Some parts of the site are still rough, some copy is more utilitarian than elegant, and some presentation decisions are being made in the spirit of "keep the record current and accurate" rather than "hold this until every detail is art directed."
That is the trade for now.
Why the devlog sounds like this
It is closer to a public build record: what changed, what is real, what is still awkward, what pipeline work actually mattered, and what the project is trying to become without pretending it is already there.
That tone is intentional.
If a post is more personal, more authored, or more tailored, it can still be written that way. But moving forward, public devlogs should default to Nightshift attribution unless actual notes from the team are included in the entry. That keeps the authorship honest instead of pretending every update came through the same process.
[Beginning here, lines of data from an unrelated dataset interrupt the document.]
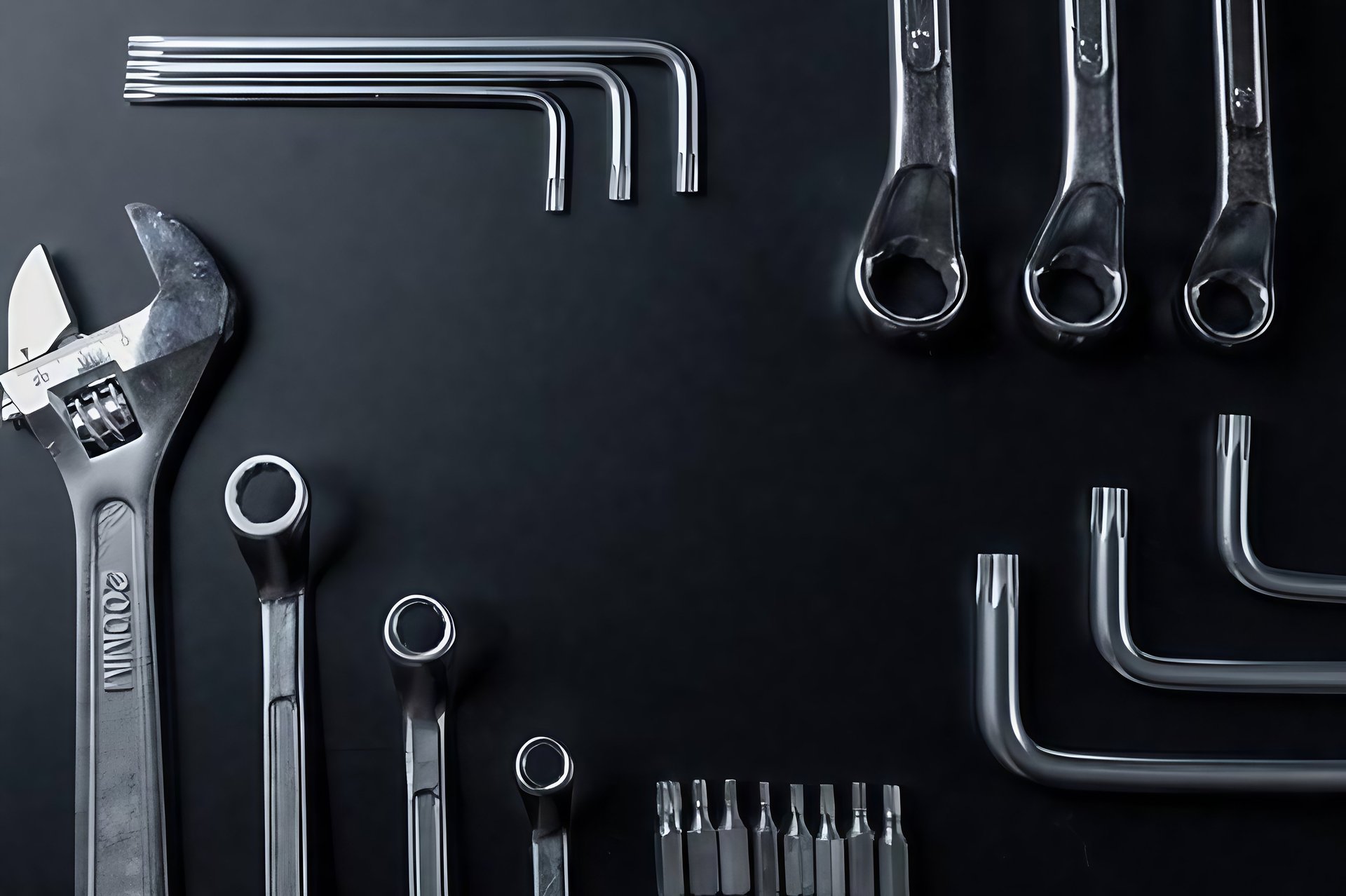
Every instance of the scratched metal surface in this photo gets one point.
(692, 524)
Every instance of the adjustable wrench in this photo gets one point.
(105, 407)
(278, 556)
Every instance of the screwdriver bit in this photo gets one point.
(829, 849)
(797, 848)
(668, 855)
(735, 878)
(703, 856)
(859, 846)
(766, 856)
(892, 846)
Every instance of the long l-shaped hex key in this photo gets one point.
(996, 696)
(355, 93)
(1112, 629)
(140, 73)
(462, 49)
(1233, 443)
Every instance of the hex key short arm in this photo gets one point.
(566, 49)
(1233, 442)
(380, 95)
(414, 73)
(1000, 719)
(1112, 629)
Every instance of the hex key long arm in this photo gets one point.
(465, 49)
(1233, 443)
(412, 73)
(299, 93)
(1000, 719)
(1112, 629)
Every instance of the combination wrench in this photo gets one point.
(278, 556)
(105, 407)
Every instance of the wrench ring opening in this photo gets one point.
(526, 782)
(238, 481)
(393, 639)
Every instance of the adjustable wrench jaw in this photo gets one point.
(105, 407)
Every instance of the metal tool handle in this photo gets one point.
(278, 555)
(118, 786)
(421, 682)
(1235, 260)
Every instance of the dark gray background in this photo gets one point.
(691, 521)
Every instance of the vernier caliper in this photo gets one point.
(105, 408)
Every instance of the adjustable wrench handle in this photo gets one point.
(118, 780)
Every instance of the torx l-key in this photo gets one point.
(278, 555)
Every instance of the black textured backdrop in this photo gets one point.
(692, 522)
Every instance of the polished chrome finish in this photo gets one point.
(859, 846)
(1233, 446)
(914, 222)
(668, 848)
(892, 846)
(1108, 616)
(1235, 262)
(735, 874)
(996, 695)
(1080, 247)
(766, 850)
(550, 809)
(421, 680)
(411, 73)
(349, 95)
(797, 848)
(463, 50)
(278, 556)
(156, 358)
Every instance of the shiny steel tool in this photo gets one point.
(735, 874)
(1229, 298)
(1233, 447)
(1075, 283)
(703, 855)
(550, 809)
(354, 93)
(828, 848)
(407, 73)
(910, 250)
(278, 556)
(1108, 618)
(859, 846)
(668, 848)
(766, 855)
(105, 407)
(892, 846)
(797, 848)
(462, 50)
(421, 680)
(996, 695)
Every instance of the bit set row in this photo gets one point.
(734, 860)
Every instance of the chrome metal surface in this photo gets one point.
(409, 73)
(548, 805)
(278, 555)
(461, 49)
(999, 710)
(1075, 283)
(766, 852)
(421, 680)
(1230, 298)
(1233, 449)
(735, 872)
(354, 93)
(859, 844)
(1108, 616)
(910, 279)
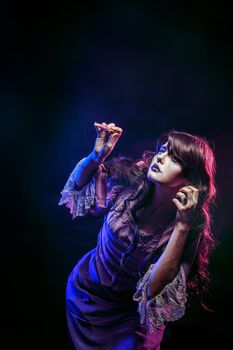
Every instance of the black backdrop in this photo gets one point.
(146, 66)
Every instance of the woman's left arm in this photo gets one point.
(168, 265)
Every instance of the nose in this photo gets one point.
(160, 157)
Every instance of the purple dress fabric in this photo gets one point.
(107, 308)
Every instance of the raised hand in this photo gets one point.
(186, 206)
(107, 137)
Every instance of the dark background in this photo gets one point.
(146, 66)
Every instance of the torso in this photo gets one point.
(149, 220)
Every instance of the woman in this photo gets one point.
(153, 248)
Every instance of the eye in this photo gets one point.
(174, 159)
(161, 150)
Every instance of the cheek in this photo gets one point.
(173, 172)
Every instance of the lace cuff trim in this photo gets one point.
(79, 202)
(169, 305)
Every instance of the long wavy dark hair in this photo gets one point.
(196, 157)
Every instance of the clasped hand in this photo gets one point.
(186, 206)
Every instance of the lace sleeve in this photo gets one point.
(168, 305)
(90, 199)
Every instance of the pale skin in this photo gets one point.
(171, 187)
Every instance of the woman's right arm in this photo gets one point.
(86, 188)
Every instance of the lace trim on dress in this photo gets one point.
(168, 305)
(78, 201)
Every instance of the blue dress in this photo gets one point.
(106, 306)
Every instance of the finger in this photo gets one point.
(196, 195)
(113, 138)
(178, 204)
(187, 191)
(183, 198)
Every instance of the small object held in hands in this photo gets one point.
(105, 127)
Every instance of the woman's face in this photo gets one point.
(170, 174)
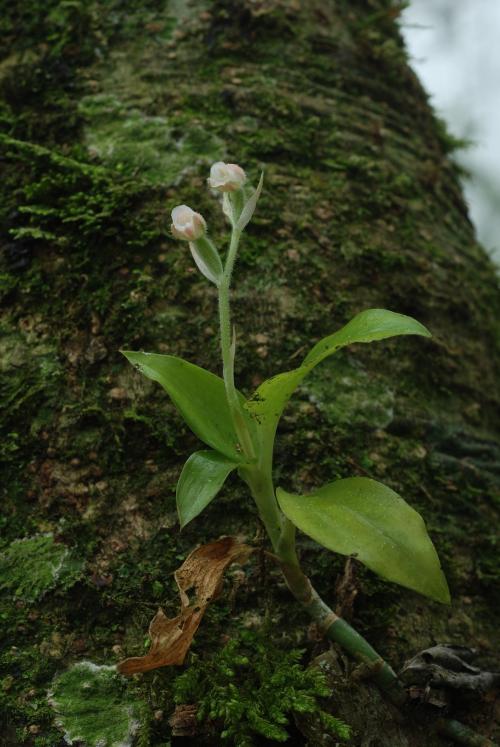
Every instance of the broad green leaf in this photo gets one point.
(198, 395)
(270, 399)
(367, 326)
(361, 517)
(202, 477)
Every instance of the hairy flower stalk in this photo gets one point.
(280, 530)
(228, 350)
(353, 516)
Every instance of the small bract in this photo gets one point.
(226, 177)
(186, 224)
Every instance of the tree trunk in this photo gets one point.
(111, 115)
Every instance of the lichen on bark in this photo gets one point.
(362, 208)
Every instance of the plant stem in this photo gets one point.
(228, 351)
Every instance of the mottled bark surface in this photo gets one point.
(111, 115)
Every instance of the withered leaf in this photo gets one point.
(203, 571)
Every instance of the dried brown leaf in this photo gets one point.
(203, 571)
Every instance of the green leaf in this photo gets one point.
(198, 395)
(361, 517)
(367, 326)
(270, 399)
(250, 205)
(202, 477)
(207, 259)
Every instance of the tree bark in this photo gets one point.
(110, 117)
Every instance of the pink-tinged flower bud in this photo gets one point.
(186, 224)
(226, 177)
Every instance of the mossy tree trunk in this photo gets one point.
(111, 116)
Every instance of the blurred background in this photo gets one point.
(454, 47)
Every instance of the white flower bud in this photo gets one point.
(186, 224)
(226, 177)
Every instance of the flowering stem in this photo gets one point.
(228, 351)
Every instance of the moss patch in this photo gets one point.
(31, 567)
(92, 706)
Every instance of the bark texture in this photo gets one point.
(110, 116)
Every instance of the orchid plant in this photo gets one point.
(356, 516)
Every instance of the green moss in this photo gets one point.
(31, 567)
(252, 688)
(93, 707)
(131, 142)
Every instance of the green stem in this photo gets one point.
(228, 351)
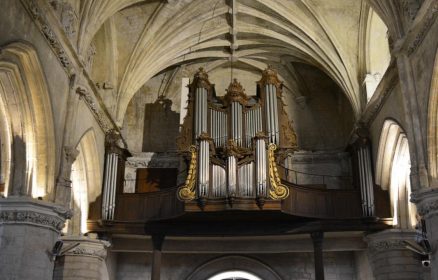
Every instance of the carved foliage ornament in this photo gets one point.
(277, 190)
(31, 217)
(187, 191)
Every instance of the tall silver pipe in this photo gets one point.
(105, 188)
(232, 176)
(260, 168)
(370, 183)
(112, 189)
(275, 111)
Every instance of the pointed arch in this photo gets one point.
(393, 168)
(432, 126)
(86, 179)
(233, 263)
(28, 123)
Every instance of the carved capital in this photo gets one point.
(27, 211)
(87, 247)
(426, 201)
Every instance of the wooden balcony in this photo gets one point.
(135, 211)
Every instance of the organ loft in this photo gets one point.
(234, 141)
(219, 139)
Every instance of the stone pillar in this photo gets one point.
(427, 207)
(28, 231)
(157, 243)
(389, 257)
(85, 260)
(317, 238)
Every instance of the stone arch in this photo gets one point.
(393, 172)
(86, 181)
(432, 126)
(27, 128)
(235, 262)
(376, 51)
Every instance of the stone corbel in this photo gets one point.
(88, 247)
(426, 201)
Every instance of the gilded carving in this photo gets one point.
(277, 190)
(187, 191)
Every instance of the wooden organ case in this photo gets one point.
(232, 144)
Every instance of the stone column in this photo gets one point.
(389, 257)
(28, 231)
(85, 260)
(317, 238)
(157, 243)
(427, 207)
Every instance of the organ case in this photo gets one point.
(233, 142)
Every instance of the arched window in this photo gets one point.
(393, 171)
(377, 52)
(234, 275)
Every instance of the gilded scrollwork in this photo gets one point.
(187, 191)
(277, 190)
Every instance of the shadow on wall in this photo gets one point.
(161, 126)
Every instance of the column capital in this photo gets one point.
(28, 211)
(88, 247)
(392, 239)
(426, 200)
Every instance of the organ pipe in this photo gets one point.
(365, 177)
(230, 136)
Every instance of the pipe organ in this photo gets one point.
(232, 142)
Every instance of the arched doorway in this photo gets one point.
(227, 267)
(393, 169)
(234, 275)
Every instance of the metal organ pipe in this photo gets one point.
(366, 180)
(260, 168)
(203, 154)
(232, 170)
(110, 186)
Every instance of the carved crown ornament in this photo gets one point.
(230, 142)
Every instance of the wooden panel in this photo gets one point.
(148, 206)
(326, 204)
(155, 179)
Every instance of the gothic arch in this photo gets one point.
(432, 124)
(27, 126)
(393, 173)
(227, 263)
(377, 53)
(86, 181)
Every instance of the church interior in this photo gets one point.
(219, 139)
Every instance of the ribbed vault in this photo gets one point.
(254, 32)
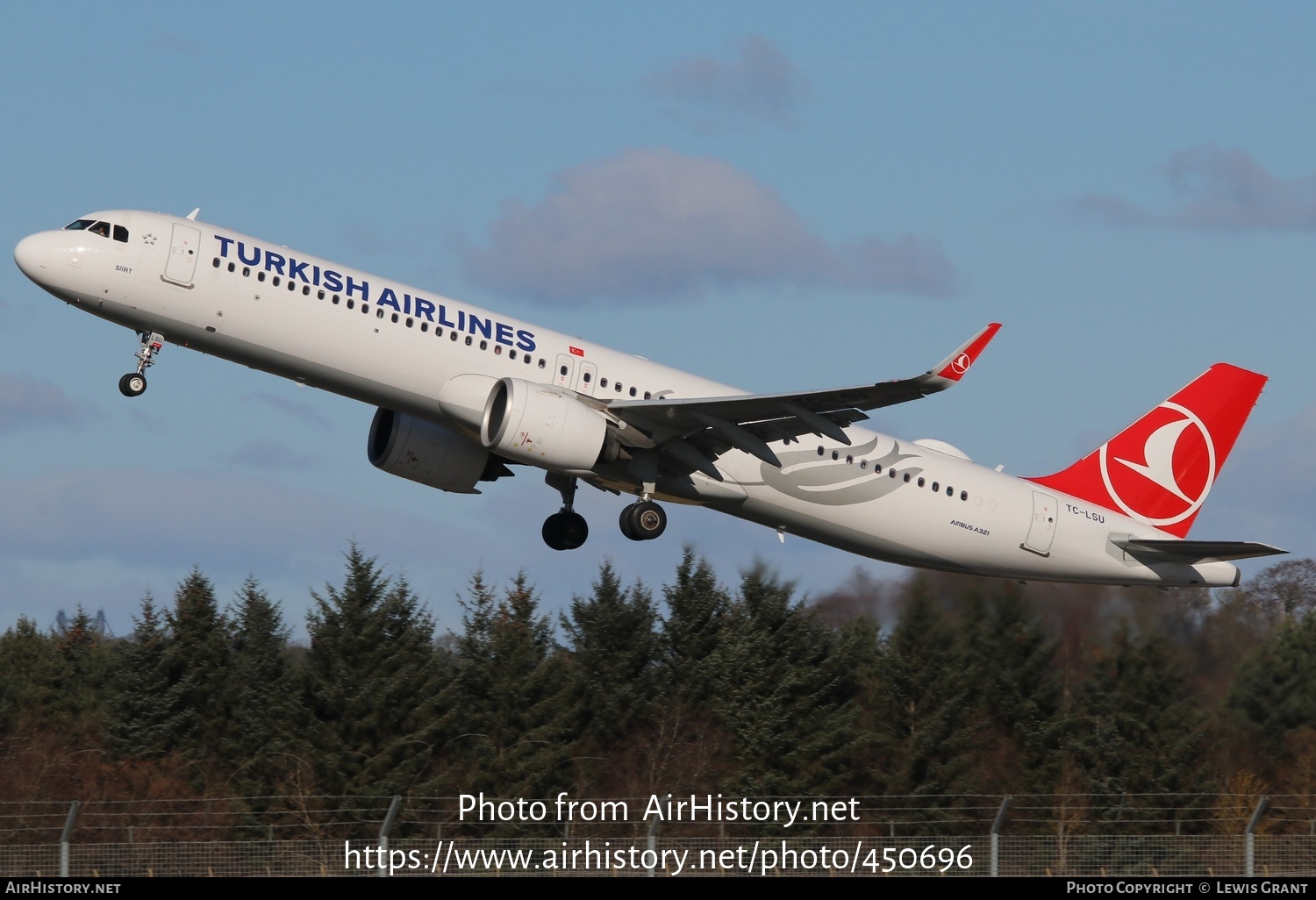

What Codex is actually useful for
The practical win is not fake creativity. The practical win is maintenance leverage.
Codex is useful for:
- turning repo-grounded progress into readable updates,
- keeping archive pages, generated post pages, and supporting structure in sync,
- cleaning up obvious site issues without waiting on a full design pass,
- and helping the public record stay current while the actual game and tooling work keep moving.
That division is the point. The public site should not keep stealing the same energy that needs to go into building AfterDark, designing systems, writing code, and making the actual content the site is supposed to represent.
That is enough value to matter.
What stays rough for now
This does not mean the site is "done," and it does not mean every page has the same level of finish.
Some parts still need tighter art direction, sharper content hierarchy, better media support, and more deliberate page-by-page polish. That is still real work. It just does not all need to block honest updates from going live.
It is also worth saying directly that some of the design is being intentionally obfuscated until it is actually ready. Not every visual direction, surface treatment, or public-facing detail should be treated like a final reveal the moment it exists in rough form. In some places the right move is to keep the record current while still holding back the cleaner presentation until it is worth showing properly.
For now, the better default is:
- keep publishing,
- keep the record accurate,
- keep the tone direct,
- and polish the surfaces that matter most as the project earns it.
That is where the site is right now.